When to refinance student loans
Not everyone can be eligible for refinancing student loans. Usually you need a university degree, good credit and income that will allow you to conveniently afford expenses and pay off debts. If you meet these requirements, consider refinancing in the following circumstances:
- Savings will matter. You don’t have to wait until you get the perfect refinancing loan as long as you can get a better rate than today. Check to see if the lender is offering a student loan refinancing premium to further increase your savings.
- You have private student loans. By refinancing private student loans, you have almost nothing to lose because they are not covered by federal loan programs such as income-based repayment and Public Loan Forgiveness.
- You have student loans with high variable rates. Forecasting payments with a floating rate loan can be difficult, and even loans with a low interest rate can be more expensive to pay back. Before increasing, consider refinancing to get a fixed interest rate.

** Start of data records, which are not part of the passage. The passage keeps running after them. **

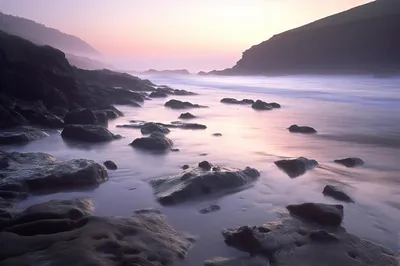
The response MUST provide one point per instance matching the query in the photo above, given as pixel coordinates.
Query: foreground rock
(88, 133)
(176, 104)
(43, 173)
(292, 242)
(324, 214)
(261, 105)
(64, 234)
(19, 137)
(296, 167)
(302, 129)
(336, 193)
(155, 142)
(80, 117)
(186, 116)
(198, 181)
(234, 101)
(350, 162)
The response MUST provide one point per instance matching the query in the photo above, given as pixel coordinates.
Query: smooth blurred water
(355, 116)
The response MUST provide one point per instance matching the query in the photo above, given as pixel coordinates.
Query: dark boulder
(336, 193)
(110, 165)
(187, 116)
(296, 167)
(195, 182)
(80, 117)
(176, 104)
(302, 129)
(324, 214)
(350, 162)
(155, 142)
(88, 133)
(149, 128)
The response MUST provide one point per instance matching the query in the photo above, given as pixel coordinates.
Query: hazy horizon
(200, 35)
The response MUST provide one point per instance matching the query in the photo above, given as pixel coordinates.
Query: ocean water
(355, 117)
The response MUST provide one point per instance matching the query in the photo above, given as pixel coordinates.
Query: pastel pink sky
(172, 34)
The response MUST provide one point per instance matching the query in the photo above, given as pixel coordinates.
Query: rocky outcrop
(336, 193)
(293, 242)
(176, 104)
(302, 129)
(296, 167)
(80, 117)
(43, 173)
(88, 133)
(65, 233)
(186, 116)
(155, 142)
(199, 181)
(350, 162)
(234, 101)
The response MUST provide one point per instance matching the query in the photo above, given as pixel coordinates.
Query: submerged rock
(88, 133)
(324, 214)
(296, 167)
(149, 128)
(176, 104)
(187, 116)
(155, 142)
(110, 165)
(197, 182)
(292, 242)
(302, 129)
(350, 162)
(57, 238)
(43, 173)
(336, 193)
(80, 117)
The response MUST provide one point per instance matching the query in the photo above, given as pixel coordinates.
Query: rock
(296, 167)
(43, 173)
(336, 193)
(80, 117)
(142, 239)
(187, 116)
(88, 133)
(292, 242)
(158, 94)
(350, 162)
(211, 208)
(234, 101)
(302, 129)
(324, 214)
(260, 105)
(196, 182)
(251, 261)
(20, 137)
(176, 104)
(205, 165)
(155, 142)
(149, 128)
(110, 165)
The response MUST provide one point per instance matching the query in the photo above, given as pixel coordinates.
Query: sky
(174, 34)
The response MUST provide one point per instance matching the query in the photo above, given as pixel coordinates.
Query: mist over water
(356, 116)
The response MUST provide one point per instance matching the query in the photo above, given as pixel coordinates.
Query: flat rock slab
(143, 239)
(291, 242)
(196, 182)
(43, 173)
(296, 167)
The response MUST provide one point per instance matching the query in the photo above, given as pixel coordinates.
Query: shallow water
(355, 117)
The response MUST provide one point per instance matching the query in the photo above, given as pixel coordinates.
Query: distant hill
(42, 35)
(365, 39)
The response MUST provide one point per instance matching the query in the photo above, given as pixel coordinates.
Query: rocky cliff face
(365, 39)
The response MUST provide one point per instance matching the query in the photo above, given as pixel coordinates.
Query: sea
(355, 116)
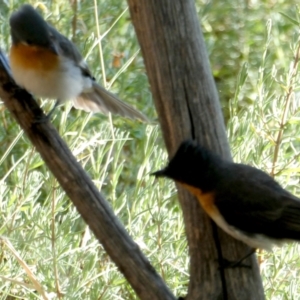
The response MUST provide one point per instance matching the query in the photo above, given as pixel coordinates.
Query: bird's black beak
(160, 173)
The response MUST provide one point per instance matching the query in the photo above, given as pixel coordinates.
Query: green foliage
(252, 48)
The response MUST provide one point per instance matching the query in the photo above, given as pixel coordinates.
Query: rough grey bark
(187, 103)
(79, 187)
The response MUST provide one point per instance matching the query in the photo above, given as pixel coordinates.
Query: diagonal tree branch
(78, 186)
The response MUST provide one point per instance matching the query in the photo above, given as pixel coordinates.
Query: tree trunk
(187, 103)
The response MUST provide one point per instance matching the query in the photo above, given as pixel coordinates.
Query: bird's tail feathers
(101, 100)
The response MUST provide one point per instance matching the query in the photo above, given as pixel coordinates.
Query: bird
(244, 201)
(48, 65)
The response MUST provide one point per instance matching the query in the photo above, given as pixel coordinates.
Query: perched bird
(244, 201)
(47, 64)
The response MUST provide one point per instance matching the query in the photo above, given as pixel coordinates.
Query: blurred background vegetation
(252, 47)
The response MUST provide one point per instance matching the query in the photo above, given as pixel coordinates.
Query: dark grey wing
(68, 49)
(255, 203)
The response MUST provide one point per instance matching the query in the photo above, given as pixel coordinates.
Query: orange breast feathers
(205, 199)
(30, 57)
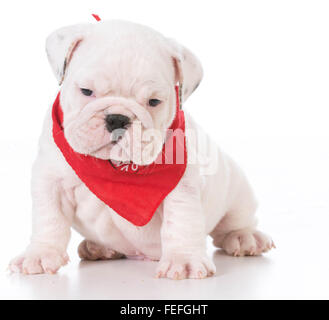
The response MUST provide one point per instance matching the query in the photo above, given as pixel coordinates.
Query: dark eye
(86, 92)
(154, 102)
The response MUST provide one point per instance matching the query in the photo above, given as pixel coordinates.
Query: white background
(264, 99)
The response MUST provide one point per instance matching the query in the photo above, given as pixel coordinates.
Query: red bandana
(133, 191)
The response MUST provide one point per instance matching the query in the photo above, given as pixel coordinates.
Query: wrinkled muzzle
(88, 131)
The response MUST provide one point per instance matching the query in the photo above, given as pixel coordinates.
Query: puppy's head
(118, 87)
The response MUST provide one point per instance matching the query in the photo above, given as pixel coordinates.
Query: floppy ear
(60, 46)
(188, 68)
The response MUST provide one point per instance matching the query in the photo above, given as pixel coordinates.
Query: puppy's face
(118, 93)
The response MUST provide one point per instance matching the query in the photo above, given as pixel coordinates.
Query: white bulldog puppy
(117, 75)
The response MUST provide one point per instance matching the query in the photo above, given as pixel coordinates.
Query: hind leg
(89, 250)
(236, 233)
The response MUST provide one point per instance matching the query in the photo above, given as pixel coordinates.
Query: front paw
(183, 267)
(39, 259)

- The rate environment is strong. Both fixed and variable refinancing rates for private loans may change depending on economic factors, such as interest rate increases or lowering interest rates in the Federal Reserve. When rates are reduced, you can take advantage of this situation by refinancing.
- Your finances have improved. If refinancing makes no sense after graduation, think about it when you’re on a more solid financial foundation. And if you have refinanced before but simply repaid your credit card debt or received a raise, you can now get a better rate – you can refinance as often as you like.
The consequences of refinancing federal student loans
Federal student loans are administered by the United States Department of Education. Federal borrowers have certain rights through the Department of Education.
For example, federal student loan borrowers have access to various repayment plans – including an income-based plan that bases monthly payments on discretionary income. Federal student borrowers using an income-based plan that makes constant payments for 20 to 25 years may be eligible for student loan redemption. Federal borrowers also have access to deferment and forbearance options. These options can suspend your student loan repayment if you can’t make monthly payments.